Iraq owes foreign financiers some $200bn to $400bn in debt. If the experience of Serbia after its own “regime change” is anything to go by, almost all the financial aid offered by the “international community” will be clawed back into debt repayment. Iraq’s oil revenues of some $10bn a year will probably go on being managed by the UN oil-for-food programme. The Iraqis, in other words, will be generously permitted to go on paying for their own food and medicine. Moreover, the Saddam regime was maintained not only by terror but by an enormous network of kinship-based corruption. The tale of post-communist Europe suggests that if a one-party controlled economy is instantly opened to unregulated capitalism, party networks of clientship turn rapidly and naturally into relationships of organised crime.

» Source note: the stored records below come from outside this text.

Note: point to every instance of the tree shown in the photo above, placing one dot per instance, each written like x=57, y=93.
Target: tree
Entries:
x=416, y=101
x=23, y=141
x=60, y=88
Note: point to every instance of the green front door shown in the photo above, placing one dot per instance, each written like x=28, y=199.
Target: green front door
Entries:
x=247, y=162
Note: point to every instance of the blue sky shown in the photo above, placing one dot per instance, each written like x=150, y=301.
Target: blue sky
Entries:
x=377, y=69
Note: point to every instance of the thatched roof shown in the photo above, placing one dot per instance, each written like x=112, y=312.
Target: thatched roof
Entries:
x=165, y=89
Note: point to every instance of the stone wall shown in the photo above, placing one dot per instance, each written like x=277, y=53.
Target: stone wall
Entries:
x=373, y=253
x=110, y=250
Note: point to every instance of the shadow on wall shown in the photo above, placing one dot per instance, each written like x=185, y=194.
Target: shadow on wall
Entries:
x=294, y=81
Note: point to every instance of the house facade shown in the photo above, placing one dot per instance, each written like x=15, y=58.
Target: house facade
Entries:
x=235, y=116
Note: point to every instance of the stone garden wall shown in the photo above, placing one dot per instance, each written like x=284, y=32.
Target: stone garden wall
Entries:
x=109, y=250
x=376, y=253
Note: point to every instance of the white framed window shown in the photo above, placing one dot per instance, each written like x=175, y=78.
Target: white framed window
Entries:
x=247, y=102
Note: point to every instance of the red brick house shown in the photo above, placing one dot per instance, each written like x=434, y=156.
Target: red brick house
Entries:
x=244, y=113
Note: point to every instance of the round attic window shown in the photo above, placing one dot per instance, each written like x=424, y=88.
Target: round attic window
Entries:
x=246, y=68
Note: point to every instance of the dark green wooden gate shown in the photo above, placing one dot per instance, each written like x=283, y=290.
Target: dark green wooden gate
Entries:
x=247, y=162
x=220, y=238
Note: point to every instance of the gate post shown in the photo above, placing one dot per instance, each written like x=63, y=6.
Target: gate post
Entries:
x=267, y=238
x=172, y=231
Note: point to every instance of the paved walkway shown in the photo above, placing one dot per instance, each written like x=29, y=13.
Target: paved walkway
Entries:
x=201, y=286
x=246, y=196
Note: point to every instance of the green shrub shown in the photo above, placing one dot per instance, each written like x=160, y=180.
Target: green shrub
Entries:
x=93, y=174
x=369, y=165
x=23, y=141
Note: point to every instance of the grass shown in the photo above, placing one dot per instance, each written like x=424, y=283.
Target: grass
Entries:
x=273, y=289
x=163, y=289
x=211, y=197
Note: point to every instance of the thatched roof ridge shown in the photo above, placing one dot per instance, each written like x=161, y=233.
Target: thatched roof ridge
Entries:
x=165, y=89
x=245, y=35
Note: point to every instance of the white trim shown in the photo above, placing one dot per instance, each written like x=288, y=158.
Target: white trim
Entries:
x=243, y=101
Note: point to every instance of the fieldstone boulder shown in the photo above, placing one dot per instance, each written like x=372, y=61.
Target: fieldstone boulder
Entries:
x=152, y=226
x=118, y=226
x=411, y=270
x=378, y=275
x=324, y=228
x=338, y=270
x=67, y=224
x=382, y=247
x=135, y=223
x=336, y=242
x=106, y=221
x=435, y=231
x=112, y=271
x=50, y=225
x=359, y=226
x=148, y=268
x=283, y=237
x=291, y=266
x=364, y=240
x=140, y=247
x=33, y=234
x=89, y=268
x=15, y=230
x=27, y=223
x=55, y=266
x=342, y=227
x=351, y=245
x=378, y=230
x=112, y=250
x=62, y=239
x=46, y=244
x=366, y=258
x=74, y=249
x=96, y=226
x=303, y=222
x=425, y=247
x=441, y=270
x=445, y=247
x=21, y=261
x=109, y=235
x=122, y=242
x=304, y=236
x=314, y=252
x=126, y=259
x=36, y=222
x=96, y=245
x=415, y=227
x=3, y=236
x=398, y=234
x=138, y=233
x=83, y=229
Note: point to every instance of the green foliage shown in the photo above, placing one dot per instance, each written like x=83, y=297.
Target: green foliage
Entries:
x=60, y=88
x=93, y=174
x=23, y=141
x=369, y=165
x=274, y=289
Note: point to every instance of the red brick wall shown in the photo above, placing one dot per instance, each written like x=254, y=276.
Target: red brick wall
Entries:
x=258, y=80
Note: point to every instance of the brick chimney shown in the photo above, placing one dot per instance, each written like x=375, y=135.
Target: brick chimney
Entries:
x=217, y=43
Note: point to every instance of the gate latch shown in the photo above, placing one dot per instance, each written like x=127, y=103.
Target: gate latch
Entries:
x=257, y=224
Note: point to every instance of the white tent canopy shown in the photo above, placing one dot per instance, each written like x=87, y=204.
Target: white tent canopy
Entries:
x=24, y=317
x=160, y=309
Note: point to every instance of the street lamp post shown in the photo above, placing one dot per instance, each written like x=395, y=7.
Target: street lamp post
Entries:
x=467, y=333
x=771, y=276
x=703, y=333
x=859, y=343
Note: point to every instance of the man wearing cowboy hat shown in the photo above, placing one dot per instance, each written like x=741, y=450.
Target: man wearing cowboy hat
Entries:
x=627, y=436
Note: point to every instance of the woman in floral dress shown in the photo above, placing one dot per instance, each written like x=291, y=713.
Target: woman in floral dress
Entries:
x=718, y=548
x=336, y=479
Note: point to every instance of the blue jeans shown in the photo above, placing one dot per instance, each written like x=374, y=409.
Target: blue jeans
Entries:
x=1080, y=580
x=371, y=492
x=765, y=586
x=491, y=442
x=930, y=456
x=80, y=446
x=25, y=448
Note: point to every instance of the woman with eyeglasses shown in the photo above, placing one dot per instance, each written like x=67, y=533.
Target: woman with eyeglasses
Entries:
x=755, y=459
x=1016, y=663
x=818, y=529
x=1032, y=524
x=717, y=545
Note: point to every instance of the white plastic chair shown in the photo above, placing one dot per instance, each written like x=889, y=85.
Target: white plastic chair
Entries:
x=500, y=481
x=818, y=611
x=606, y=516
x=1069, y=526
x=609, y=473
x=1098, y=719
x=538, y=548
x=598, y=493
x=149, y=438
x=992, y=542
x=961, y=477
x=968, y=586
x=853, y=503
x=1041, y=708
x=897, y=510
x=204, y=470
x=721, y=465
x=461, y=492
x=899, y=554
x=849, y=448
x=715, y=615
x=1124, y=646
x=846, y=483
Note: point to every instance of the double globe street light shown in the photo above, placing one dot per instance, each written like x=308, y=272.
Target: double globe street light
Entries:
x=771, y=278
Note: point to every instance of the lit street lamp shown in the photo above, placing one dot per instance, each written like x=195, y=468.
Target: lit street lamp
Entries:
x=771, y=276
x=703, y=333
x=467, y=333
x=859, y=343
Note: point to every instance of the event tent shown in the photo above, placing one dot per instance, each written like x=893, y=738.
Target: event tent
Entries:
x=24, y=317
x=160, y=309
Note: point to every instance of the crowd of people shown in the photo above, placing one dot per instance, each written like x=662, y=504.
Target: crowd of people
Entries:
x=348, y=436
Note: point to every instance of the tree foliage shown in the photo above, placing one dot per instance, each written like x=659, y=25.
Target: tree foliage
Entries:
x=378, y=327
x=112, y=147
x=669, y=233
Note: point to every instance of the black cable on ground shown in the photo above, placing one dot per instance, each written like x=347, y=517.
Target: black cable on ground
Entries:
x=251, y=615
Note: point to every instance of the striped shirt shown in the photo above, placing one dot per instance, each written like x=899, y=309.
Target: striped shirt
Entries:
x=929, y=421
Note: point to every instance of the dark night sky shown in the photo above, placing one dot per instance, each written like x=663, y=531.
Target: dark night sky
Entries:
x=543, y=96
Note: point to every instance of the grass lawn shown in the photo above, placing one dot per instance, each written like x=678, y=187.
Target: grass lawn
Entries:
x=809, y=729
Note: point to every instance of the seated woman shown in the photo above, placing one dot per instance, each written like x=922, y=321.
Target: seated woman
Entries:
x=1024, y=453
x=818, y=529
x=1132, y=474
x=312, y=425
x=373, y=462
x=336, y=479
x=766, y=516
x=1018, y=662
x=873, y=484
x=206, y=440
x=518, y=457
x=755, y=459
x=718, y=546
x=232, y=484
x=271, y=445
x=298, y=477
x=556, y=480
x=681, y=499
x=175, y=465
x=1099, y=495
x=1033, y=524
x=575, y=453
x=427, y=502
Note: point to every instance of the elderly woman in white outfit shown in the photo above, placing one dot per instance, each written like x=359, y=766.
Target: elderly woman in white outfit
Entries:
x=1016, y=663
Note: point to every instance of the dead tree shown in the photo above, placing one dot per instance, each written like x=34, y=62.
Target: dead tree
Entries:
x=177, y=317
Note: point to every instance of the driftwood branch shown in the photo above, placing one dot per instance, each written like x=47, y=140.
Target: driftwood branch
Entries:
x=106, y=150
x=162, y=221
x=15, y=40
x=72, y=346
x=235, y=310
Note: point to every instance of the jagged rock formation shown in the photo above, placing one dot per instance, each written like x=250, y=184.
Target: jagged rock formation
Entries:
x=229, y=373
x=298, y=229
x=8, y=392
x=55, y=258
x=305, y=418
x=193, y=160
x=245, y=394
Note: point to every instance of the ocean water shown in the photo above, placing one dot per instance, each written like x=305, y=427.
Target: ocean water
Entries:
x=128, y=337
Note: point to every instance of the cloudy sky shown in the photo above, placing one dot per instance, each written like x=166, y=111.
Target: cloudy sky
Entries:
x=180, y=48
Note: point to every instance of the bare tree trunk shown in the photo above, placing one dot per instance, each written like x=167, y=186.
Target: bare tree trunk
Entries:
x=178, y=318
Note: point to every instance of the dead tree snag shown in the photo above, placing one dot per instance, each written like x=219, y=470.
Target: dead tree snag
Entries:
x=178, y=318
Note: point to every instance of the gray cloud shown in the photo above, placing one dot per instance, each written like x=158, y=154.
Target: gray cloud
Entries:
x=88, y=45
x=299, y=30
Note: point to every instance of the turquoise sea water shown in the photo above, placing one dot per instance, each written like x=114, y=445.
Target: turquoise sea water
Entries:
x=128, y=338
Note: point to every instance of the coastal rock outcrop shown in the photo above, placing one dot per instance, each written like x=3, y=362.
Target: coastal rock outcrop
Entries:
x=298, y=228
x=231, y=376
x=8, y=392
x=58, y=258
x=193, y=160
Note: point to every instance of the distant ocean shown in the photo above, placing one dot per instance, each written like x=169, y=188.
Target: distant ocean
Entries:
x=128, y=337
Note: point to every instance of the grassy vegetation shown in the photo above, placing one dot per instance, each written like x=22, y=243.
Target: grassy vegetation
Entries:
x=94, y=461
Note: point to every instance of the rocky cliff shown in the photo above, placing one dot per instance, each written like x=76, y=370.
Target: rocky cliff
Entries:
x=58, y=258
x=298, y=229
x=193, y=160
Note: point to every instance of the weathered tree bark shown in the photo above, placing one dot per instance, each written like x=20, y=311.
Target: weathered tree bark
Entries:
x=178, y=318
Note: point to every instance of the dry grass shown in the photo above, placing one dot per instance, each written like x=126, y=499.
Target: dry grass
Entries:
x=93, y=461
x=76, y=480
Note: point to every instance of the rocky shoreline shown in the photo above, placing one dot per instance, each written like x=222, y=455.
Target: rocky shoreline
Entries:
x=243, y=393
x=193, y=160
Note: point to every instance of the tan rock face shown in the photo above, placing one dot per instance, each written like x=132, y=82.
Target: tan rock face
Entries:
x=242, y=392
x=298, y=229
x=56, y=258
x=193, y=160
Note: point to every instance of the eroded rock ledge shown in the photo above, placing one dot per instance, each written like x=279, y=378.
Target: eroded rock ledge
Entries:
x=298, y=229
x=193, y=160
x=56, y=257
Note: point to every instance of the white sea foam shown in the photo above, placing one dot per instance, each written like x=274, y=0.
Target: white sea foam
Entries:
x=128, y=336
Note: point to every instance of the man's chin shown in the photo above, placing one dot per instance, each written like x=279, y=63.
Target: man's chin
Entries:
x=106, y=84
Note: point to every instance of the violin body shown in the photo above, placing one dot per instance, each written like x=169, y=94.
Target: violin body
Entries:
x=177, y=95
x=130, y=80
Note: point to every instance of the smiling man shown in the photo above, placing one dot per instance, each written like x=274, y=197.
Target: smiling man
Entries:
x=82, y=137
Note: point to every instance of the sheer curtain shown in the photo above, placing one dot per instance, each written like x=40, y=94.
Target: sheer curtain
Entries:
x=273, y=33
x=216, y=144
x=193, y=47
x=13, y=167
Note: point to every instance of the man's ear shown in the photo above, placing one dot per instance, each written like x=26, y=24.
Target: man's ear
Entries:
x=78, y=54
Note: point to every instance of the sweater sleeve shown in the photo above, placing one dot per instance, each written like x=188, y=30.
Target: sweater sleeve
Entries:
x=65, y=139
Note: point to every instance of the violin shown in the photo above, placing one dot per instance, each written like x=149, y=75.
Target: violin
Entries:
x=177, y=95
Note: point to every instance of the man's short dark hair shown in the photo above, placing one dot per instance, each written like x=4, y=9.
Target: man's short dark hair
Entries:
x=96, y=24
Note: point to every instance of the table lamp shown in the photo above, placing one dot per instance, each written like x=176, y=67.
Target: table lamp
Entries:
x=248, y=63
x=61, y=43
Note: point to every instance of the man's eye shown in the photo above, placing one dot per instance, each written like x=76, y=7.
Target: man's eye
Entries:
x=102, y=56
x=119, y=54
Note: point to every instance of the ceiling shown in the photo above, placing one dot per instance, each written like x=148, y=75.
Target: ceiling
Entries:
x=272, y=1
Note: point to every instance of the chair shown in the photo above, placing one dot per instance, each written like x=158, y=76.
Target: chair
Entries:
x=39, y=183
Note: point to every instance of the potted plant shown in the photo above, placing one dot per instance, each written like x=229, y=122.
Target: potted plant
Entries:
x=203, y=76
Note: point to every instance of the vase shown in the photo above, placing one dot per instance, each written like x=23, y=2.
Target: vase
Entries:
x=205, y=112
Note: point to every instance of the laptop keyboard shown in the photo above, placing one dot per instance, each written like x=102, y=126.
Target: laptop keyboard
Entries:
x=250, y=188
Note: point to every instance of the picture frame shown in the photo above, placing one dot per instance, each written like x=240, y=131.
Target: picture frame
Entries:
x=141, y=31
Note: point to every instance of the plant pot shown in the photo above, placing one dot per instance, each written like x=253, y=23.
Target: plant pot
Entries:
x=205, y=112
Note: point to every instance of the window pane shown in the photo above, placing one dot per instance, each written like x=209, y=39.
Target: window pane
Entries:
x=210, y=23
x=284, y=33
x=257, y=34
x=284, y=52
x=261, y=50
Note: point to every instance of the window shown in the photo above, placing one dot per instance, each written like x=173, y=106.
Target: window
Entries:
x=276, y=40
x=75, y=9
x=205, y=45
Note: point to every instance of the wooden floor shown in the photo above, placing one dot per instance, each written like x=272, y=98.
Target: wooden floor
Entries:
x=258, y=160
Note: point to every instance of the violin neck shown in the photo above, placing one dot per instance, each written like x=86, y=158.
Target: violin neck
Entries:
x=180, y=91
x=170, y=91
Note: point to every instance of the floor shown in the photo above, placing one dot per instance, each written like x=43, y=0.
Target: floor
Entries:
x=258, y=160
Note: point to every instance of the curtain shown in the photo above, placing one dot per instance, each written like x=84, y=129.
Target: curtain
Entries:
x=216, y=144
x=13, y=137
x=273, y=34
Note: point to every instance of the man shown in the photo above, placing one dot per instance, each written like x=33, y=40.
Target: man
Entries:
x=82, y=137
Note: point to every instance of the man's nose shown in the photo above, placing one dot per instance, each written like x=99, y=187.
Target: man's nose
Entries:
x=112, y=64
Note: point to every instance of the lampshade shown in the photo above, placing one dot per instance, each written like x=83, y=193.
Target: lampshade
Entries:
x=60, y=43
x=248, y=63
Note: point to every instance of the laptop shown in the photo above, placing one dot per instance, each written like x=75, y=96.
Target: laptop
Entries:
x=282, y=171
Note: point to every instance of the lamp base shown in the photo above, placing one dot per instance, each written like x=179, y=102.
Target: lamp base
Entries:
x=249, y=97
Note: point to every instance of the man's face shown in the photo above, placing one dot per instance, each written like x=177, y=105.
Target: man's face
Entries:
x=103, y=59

He is right but of course we can all sit around and theorise about what might be the best system to impose on Iraq, the fact is that Iraq will have its own ideas. The left in democracies can put pressure on our government’s to commit to a positive engagement, to provide real aid and assistance and to help strengthen Iraqi democracy but we must prepare ourselves to deal with the responses from our government’s that the Iraqis won’t like. As Ascherson puts it:

Liberation hurts. In Iraq, it comes with humiliation and fear about the future. A UN transition regime must replace the military governors as soon as possible, and must move quickly towards democracy. And the White House fanatics have to realise that a free Iraq cannot be designed to suit their ideology. It will be ungrateful. It will have policies they dislike. This is called independence. If it is denied, then the real liberation of Iraq will happen unpredictably, and bloodily, in the future.